How Google decides which results to show

When Google detects local intent — a city in the query, a "near me" modifier, or a query type that historically gets local results (plumber, dentist, lawyer) — it triggers a Map Pack at the top of results and weights local ranking factors.

Without local intent, Google shows traditional 10 blue links and weights content quality, backlinks, and topical authority. The same business can rank in both depending on what someone searches for.

What local SEO work looks like

Google Business Profile optimization (categories, services, attributes, photos, posts), citation building across 30–80 niche directories, review generation systems, location-specific landing pages on your website, schema markup for LocalBusiness, and proximity-aware service area pages.

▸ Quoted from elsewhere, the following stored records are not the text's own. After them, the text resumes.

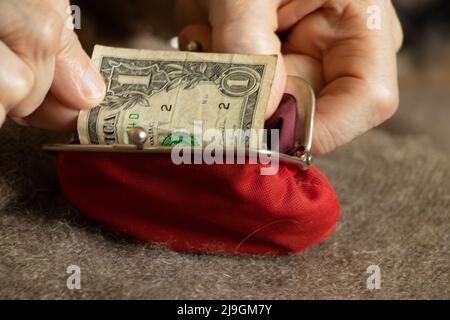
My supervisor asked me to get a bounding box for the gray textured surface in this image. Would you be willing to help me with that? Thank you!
[0,78,449,299]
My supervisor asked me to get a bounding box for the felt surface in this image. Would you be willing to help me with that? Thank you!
[1,77,449,299]
[0,3,449,297]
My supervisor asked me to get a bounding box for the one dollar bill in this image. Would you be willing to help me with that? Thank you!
[77,45,276,148]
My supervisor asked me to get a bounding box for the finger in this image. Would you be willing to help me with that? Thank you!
[51,31,106,110]
[312,78,394,156]
[388,1,404,52]
[19,93,79,131]
[47,0,106,110]
[175,0,209,31]
[288,2,400,155]
[0,104,5,127]
[0,0,63,118]
[178,24,212,52]
[277,0,324,32]
[0,40,35,117]
[208,0,281,52]
[208,0,286,118]
[283,53,324,93]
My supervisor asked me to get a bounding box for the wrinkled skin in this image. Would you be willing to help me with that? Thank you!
[0,0,402,156]
[177,0,403,155]
[0,0,106,131]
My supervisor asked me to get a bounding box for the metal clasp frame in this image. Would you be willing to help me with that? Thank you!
[285,75,316,169]
[43,76,316,170]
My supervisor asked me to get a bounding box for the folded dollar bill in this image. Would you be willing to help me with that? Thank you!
[77,45,277,149]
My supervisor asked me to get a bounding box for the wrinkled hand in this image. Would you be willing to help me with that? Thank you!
[176,0,403,155]
[0,0,105,131]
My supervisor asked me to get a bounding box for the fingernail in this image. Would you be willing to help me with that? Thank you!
[80,63,106,101]
[10,116,29,127]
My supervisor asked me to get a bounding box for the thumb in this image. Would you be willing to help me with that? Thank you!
[208,0,286,118]
[21,0,106,132]
[50,31,106,110]
[49,0,105,110]
[22,30,106,132]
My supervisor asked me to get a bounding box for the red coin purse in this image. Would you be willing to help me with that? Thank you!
[49,78,340,255]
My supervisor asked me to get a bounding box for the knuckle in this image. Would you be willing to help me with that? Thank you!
[312,119,339,156]
[31,8,64,56]
[371,84,399,123]
[2,67,35,111]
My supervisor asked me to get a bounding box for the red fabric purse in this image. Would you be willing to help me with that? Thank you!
[53,79,340,255]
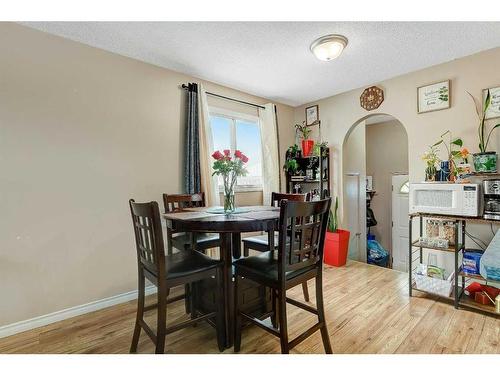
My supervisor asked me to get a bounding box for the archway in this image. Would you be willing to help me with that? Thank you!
[342,113,408,269]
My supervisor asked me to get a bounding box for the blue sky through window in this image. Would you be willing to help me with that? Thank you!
[210,114,262,188]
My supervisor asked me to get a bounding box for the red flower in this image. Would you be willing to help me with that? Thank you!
[223,149,231,157]
[234,150,242,159]
[212,150,223,160]
[240,154,249,163]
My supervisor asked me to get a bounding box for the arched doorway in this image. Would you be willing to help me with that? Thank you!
[342,114,408,269]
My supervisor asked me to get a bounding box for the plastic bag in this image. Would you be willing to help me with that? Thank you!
[480,229,500,281]
[367,239,389,267]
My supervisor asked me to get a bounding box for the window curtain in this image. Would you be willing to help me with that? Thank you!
[198,84,220,206]
[258,103,281,205]
[183,83,201,194]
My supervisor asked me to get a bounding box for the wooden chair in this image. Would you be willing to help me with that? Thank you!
[163,193,220,254]
[242,192,311,301]
[129,199,225,354]
[233,198,333,354]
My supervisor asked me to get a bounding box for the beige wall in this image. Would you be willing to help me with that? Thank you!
[294,47,500,229]
[366,120,408,252]
[0,23,294,326]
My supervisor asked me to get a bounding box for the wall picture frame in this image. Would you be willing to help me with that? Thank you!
[417,80,451,114]
[483,86,500,120]
[305,105,319,126]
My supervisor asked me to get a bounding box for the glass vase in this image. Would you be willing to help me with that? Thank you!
[223,191,235,214]
[223,173,236,214]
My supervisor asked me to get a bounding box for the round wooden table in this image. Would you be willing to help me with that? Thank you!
[163,205,280,348]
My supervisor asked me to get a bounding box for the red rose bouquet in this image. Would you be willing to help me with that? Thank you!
[212,149,248,213]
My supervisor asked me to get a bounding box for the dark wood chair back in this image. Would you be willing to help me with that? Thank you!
[277,198,331,278]
[129,199,166,278]
[163,193,206,213]
[270,192,308,207]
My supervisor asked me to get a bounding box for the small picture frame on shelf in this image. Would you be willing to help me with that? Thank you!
[483,86,500,120]
[305,105,319,125]
[417,80,451,114]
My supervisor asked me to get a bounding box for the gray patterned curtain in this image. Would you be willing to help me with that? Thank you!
[184,83,201,194]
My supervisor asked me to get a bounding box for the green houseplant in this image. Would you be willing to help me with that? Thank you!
[283,159,299,175]
[467,90,500,173]
[432,130,467,181]
[295,121,314,156]
[313,141,328,156]
[323,197,350,267]
[421,144,441,181]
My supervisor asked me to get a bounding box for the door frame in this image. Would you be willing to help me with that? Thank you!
[391,173,409,271]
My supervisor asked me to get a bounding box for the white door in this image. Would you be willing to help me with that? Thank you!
[391,175,409,272]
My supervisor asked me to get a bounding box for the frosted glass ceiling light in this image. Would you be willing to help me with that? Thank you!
[310,34,348,61]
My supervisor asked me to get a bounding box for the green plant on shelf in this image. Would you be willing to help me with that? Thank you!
[313,141,328,156]
[295,121,312,140]
[286,144,300,158]
[283,159,299,175]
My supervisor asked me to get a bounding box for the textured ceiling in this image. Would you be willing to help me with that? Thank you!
[21,22,500,106]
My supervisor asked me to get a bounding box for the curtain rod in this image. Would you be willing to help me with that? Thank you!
[181,84,266,110]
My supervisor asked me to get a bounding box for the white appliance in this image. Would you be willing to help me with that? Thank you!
[409,183,480,217]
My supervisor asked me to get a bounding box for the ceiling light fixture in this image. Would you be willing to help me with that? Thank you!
[310,34,348,61]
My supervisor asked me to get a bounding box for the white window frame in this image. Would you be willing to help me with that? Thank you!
[208,106,263,193]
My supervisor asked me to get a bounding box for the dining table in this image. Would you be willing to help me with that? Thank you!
[162,205,280,348]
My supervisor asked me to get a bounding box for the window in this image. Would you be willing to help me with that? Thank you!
[209,108,262,191]
[399,181,410,194]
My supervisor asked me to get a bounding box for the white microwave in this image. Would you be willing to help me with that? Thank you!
[409,183,480,217]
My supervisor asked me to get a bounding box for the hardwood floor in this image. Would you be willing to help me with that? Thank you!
[0,260,498,354]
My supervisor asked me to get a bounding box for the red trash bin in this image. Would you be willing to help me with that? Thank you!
[323,229,350,267]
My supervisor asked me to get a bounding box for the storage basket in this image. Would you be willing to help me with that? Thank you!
[413,272,455,297]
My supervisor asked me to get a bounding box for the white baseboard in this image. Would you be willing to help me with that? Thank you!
[0,285,157,339]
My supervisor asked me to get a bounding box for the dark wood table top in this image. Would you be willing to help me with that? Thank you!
[162,205,280,233]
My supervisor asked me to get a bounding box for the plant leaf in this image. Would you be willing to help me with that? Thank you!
[484,123,500,151]
[451,138,463,147]
[484,90,491,113]
[466,91,481,119]
[432,140,443,147]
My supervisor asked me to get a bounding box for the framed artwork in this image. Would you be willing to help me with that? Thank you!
[483,86,500,120]
[305,105,319,126]
[417,80,451,114]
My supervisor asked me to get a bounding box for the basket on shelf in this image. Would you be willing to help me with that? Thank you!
[413,271,455,298]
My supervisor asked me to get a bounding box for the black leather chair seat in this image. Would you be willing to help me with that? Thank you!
[233,251,315,286]
[242,232,290,247]
[166,250,221,279]
[171,232,220,251]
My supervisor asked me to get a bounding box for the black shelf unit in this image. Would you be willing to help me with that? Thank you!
[409,212,500,317]
[284,146,330,199]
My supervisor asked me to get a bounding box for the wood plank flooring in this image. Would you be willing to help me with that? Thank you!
[0,260,498,354]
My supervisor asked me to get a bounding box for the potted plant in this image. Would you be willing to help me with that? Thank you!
[212,149,248,213]
[283,159,299,175]
[323,197,350,267]
[313,141,328,156]
[467,90,500,173]
[433,130,467,182]
[295,121,314,156]
[421,144,441,181]
[286,144,301,159]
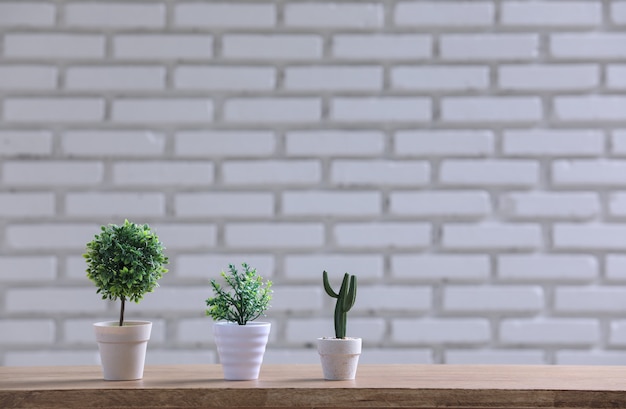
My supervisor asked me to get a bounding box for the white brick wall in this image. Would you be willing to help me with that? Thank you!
[2,0,626,367]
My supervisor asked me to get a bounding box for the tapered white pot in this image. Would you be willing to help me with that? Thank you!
[94,321,152,381]
[317,337,362,380]
[214,322,271,380]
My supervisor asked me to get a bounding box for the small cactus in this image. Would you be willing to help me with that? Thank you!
[323,271,357,339]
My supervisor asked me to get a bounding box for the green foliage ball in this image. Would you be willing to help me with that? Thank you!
[84,220,168,304]
[206,263,272,325]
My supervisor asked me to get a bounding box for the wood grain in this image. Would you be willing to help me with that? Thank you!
[2,364,626,408]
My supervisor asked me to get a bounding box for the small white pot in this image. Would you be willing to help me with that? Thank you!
[213,321,271,380]
[94,321,152,381]
[317,337,362,380]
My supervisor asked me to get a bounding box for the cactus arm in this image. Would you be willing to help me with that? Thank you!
[343,275,357,313]
[323,270,339,298]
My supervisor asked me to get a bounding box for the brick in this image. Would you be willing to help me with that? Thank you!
[551,33,626,58]
[271,286,323,312]
[500,319,599,345]
[0,257,56,281]
[112,99,213,123]
[64,256,88,280]
[4,34,104,59]
[613,130,626,155]
[114,35,213,59]
[609,192,626,216]
[264,350,319,365]
[175,66,275,91]
[0,130,52,156]
[65,3,165,28]
[501,1,601,26]
[286,318,385,343]
[282,191,381,216]
[62,130,165,157]
[444,286,543,312]
[136,287,213,312]
[500,192,600,219]
[112,162,214,186]
[556,287,626,312]
[610,320,626,345]
[6,223,98,250]
[6,288,106,313]
[65,193,165,217]
[390,191,491,217]
[149,224,217,250]
[222,35,322,60]
[440,160,539,186]
[224,98,320,123]
[286,130,384,157]
[553,160,626,186]
[4,98,104,123]
[331,97,432,122]
[0,2,55,26]
[555,96,626,122]
[283,254,384,281]
[176,255,275,279]
[607,65,626,89]
[2,161,103,186]
[175,3,275,28]
[554,224,626,250]
[222,160,320,185]
[606,255,626,281]
[334,223,431,248]
[175,131,275,157]
[441,97,542,123]
[395,130,494,157]
[285,66,382,91]
[503,129,604,156]
[613,2,626,24]
[285,3,383,27]
[175,193,274,217]
[332,34,432,60]
[66,66,165,90]
[392,318,490,344]
[331,160,430,186]
[0,65,56,90]
[225,223,324,248]
[391,255,490,281]
[442,223,542,250]
[355,286,431,312]
[445,350,545,365]
[176,318,215,344]
[392,65,489,91]
[0,320,55,345]
[4,351,98,366]
[498,255,598,282]
[557,351,626,365]
[440,34,538,60]
[499,64,598,90]
[394,1,494,26]
[0,192,55,217]
[147,350,216,366]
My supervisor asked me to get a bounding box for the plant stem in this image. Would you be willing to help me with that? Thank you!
[119,297,125,327]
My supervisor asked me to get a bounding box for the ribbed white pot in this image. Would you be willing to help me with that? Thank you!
[317,337,362,381]
[214,322,271,380]
[94,321,152,381]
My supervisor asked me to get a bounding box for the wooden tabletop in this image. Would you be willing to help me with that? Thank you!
[2,364,626,408]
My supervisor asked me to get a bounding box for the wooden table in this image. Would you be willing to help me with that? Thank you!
[2,364,626,408]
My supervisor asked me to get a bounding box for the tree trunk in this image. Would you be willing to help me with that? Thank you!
[119,297,125,327]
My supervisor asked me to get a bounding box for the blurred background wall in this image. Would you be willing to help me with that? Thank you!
[1,0,626,366]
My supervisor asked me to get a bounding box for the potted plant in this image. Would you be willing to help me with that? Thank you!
[205,262,272,380]
[318,270,360,380]
[84,219,168,381]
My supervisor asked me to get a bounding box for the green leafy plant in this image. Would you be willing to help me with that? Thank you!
[206,263,272,325]
[84,220,168,327]
[323,271,357,339]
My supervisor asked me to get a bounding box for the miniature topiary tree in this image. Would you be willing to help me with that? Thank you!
[206,263,272,325]
[84,220,168,327]
[323,270,357,339]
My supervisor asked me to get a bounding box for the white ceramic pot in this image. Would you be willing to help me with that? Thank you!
[214,321,271,380]
[94,321,152,381]
[317,337,362,380]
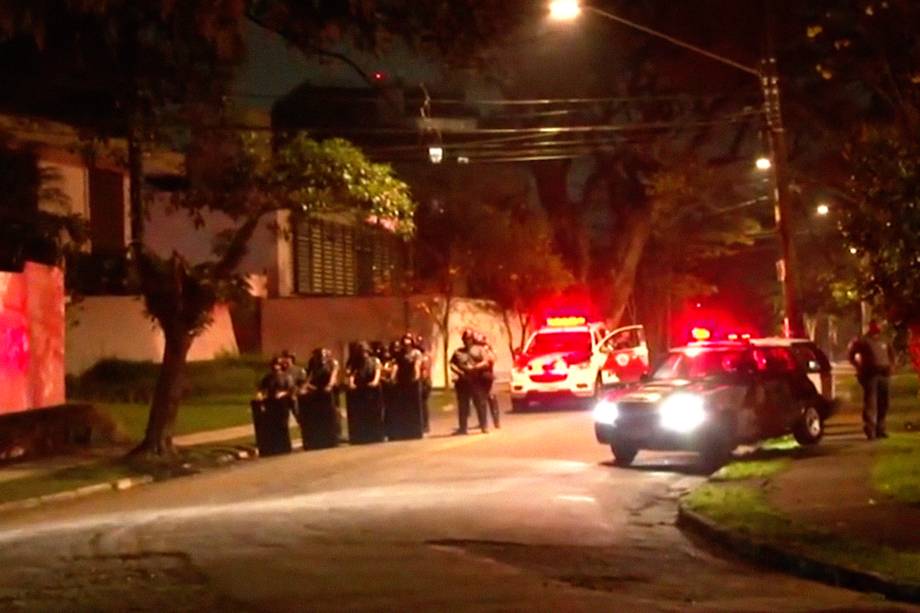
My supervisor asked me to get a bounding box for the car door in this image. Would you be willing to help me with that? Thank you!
[600,325,649,384]
[754,347,800,436]
[790,343,833,400]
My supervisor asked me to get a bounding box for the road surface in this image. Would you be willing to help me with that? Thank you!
[0,407,913,611]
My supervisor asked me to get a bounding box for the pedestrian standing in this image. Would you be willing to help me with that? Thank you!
[474,332,500,429]
[450,330,489,434]
[380,340,400,438]
[848,320,895,440]
[387,334,425,440]
[252,356,294,455]
[345,341,385,444]
[415,335,433,433]
[300,347,341,450]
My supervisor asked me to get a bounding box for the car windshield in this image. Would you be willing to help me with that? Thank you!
[526,331,592,355]
[652,349,746,380]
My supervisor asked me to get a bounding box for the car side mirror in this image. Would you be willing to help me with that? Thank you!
[512,349,522,360]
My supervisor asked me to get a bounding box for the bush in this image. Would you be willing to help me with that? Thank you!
[69,355,266,404]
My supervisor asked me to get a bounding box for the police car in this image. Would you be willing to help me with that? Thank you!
[592,330,835,469]
[510,316,649,411]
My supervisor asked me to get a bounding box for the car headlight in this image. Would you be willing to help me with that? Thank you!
[592,399,619,425]
[659,393,707,433]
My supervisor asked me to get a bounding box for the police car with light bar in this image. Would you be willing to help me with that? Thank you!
[510,316,649,411]
[592,329,836,470]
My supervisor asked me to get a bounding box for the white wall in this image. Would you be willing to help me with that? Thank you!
[261,295,521,388]
[66,296,239,375]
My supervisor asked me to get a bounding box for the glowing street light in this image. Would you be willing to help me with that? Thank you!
[549,0,582,21]
[816,203,830,216]
[550,1,805,338]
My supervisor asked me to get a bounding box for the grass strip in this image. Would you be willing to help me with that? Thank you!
[684,478,920,586]
[872,434,920,505]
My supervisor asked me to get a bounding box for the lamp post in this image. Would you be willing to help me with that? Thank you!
[550,0,805,338]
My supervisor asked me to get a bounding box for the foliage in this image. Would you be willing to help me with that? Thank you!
[794,2,920,331]
[836,133,920,327]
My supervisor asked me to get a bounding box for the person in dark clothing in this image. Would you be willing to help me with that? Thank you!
[474,332,500,429]
[848,320,895,439]
[415,335,433,433]
[345,341,384,444]
[380,340,400,438]
[252,357,294,455]
[450,329,489,434]
[300,348,341,449]
[387,334,425,439]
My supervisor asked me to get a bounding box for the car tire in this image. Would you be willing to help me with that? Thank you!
[610,442,638,467]
[793,404,824,445]
[511,399,528,413]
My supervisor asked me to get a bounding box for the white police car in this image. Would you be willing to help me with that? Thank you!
[511,316,649,411]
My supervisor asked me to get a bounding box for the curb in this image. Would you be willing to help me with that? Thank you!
[676,502,920,604]
[0,443,259,516]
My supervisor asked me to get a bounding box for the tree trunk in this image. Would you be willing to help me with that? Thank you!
[606,207,654,327]
[131,324,194,456]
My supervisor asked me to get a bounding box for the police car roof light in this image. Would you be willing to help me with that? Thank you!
[547,316,587,327]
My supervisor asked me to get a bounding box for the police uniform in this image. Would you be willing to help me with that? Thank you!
[346,343,385,444]
[300,348,341,450]
[387,337,425,440]
[478,337,500,429]
[416,337,433,433]
[253,361,294,455]
[451,335,489,434]
[848,324,894,439]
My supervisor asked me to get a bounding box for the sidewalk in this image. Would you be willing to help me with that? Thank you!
[679,409,920,602]
[769,414,920,551]
[0,397,467,512]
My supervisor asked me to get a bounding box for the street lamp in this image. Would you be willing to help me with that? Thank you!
[549,0,581,21]
[550,0,804,338]
[816,203,830,216]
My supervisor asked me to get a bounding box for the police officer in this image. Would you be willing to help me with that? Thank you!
[300,347,341,450]
[345,341,385,444]
[253,356,294,455]
[848,320,895,439]
[415,334,433,433]
[380,340,400,438]
[474,332,501,429]
[450,329,489,434]
[388,333,424,440]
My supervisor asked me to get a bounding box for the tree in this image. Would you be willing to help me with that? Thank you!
[793,1,920,374]
[634,161,764,350]
[2,3,418,455]
[130,128,414,455]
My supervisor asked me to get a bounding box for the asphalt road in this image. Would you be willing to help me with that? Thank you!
[0,406,914,612]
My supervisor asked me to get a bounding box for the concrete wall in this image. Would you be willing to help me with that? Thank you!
[0,263,65,414]
[261,295,521,388]
[66,296,239,375]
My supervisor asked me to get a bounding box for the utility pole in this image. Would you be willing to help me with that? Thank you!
[763,0,804,338]
[550,0,807,338]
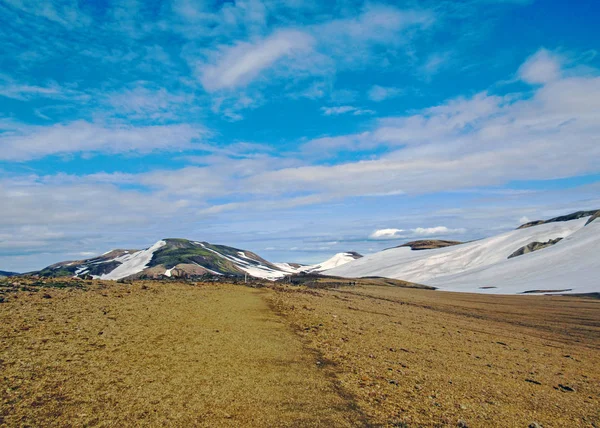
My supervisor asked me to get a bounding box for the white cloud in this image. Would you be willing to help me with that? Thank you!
[198,30,314,92]
[321,106,375,116]
[2,0,92,28]
[518,49,563,84]
[412,226,465,236]
[0,75,88,102]
[421,52,452,78]
[367,85,403,102]
[370,226,465,240]
[369,228,405,240]
[317,6,433,53]
[105,84,193,121]
[519,216,531,224]
[0,121,205,160]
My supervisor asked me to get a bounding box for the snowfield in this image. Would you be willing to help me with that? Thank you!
[303,252,362,273]
[100,240,166,280]
[273,253,362,275]
[326,218,599,294]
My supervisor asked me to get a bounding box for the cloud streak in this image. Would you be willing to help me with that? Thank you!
[0,121,205,161]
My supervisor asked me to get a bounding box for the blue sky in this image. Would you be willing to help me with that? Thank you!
[1,0,600,271]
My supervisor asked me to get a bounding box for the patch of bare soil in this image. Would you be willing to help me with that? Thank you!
[266,285,600,427]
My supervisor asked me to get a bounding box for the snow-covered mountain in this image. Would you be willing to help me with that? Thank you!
[34,239,292,281]
[32,241,364,282]
[326,212,600,295]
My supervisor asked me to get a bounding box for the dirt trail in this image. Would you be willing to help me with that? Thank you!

The single highest-ROI local SEO activity for Colorado businesses is review velocity — getting 5–10 fresh reviews per month consistently. It outperforms most other tactics combined.

Follow-up questions

Do I need both local and regular SEO?

Most Colorado service businesses need primarily local SEO with some content/regular SEO to support it (educational blog content that builds topical authority and earns links).

Does local SEO work for online-only businesses?

Limited. If you have no physical location and no service area, you can't compete in local results. Focus on traditional SEO.

Can a business rank in multiple cities?

Yes, but it's harder than a single-location optimization. Each city needs its own landing page, citations referencing the area, and ideally physical presence (or strong service area signals).